Right, Nice Games may have missed the mark when it came to writing their story, however they absolutely nailed the gameplay. Nothing you do in Skylar & Plux will surprise you, jump on this, swing on that, but because it’s done so well it’s a wonderful throwback and a very enjoyable experience. You’ll be tasked with your typical objectives from the off, kill these enemies, jump on this floating platform, rescue the marshmallowy locals, but because each level is riddled with perilous obstacles and baddies it’s just as challenging as you’d hope it to be. From the slightly out of reach ledge to the devilish gatling-gun wielding robot, there’s a lot to both enjoy and become viciously frustrated with, classic platformer feels you’ll all agree. Combat, though not bad, is just a little too simple considering all Skylar can do is punch, spin, and slam, however, because you’ll be challenged by both the enemies and the landscape you’ll be too distracted to notice how boring your actions are. As you progress through Clover Island you’ll become stronger and better equipped with immense technology to help you overthrow the evil CRT, and once you find these upgrades the game gets a little more challenging, meaning no matter how far you’re through the game you’ll be pushed to the limit, like those good ole platformers you love as a youth; Clover Island to is filled with vibrant, lush environments that will also instantly feel and look like those platformers you loved as a youth.
Skylar & Plux: Adventure on Clover Island was supposed to be a tribute to some of the world’s most beloved 3D platformers, and in some ways, it soars, but in some ways, it plummets.

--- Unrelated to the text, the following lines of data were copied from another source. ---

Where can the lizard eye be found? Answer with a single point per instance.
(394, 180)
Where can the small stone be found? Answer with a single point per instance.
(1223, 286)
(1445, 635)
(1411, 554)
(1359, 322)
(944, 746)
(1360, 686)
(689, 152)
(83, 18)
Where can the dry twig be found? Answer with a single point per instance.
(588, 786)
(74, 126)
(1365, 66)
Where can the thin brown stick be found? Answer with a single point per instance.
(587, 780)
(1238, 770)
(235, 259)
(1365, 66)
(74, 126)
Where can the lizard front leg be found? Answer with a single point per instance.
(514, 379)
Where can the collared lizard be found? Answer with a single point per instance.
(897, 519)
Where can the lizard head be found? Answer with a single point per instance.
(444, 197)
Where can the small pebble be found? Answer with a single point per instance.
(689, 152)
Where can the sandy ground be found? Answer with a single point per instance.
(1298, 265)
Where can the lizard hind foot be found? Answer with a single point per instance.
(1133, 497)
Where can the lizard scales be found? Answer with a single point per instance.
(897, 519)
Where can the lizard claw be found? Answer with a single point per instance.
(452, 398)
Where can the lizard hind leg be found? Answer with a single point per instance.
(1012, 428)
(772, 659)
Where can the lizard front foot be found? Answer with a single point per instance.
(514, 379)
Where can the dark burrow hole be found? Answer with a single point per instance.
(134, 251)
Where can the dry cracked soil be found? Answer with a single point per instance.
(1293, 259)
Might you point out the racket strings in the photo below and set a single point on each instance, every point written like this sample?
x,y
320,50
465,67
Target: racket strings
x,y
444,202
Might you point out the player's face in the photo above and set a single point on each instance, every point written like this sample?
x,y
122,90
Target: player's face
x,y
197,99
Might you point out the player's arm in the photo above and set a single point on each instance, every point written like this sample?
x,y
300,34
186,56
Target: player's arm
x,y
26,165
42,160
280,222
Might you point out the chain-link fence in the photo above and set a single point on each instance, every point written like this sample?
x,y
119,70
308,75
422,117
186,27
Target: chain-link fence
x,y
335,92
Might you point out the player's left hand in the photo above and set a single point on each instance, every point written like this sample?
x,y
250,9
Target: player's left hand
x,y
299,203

In regards to the gameplay, what’s on offer is what you’d expect from those platformers of old, the challenging enemies, the treacherous landscapes and the radiant backdrops, all here and all executed to high satisfaction. On the flip side, it’s a grave disappointment that the same level of creativity and imagination, unfortunately, hasn’t followed through in front of the camera, what with the lack of banter or even character between the cast and the dull story they’re trying to tell. For a game that is so obviously inspired by Ratchet & Clank (a franchise which holds a very special place in my heart), surely what I should be suggesting is to simply play that instead, but that wouldn’t be fair. Sure it may be trying to replicate everything that makes those games so great, but Right Nice Games have admitted that, so don’t think of this as “a poor man’s Ratchet & Clank”, think of this as “a passionate team’s proud achievement”, and you should reward them for their effort.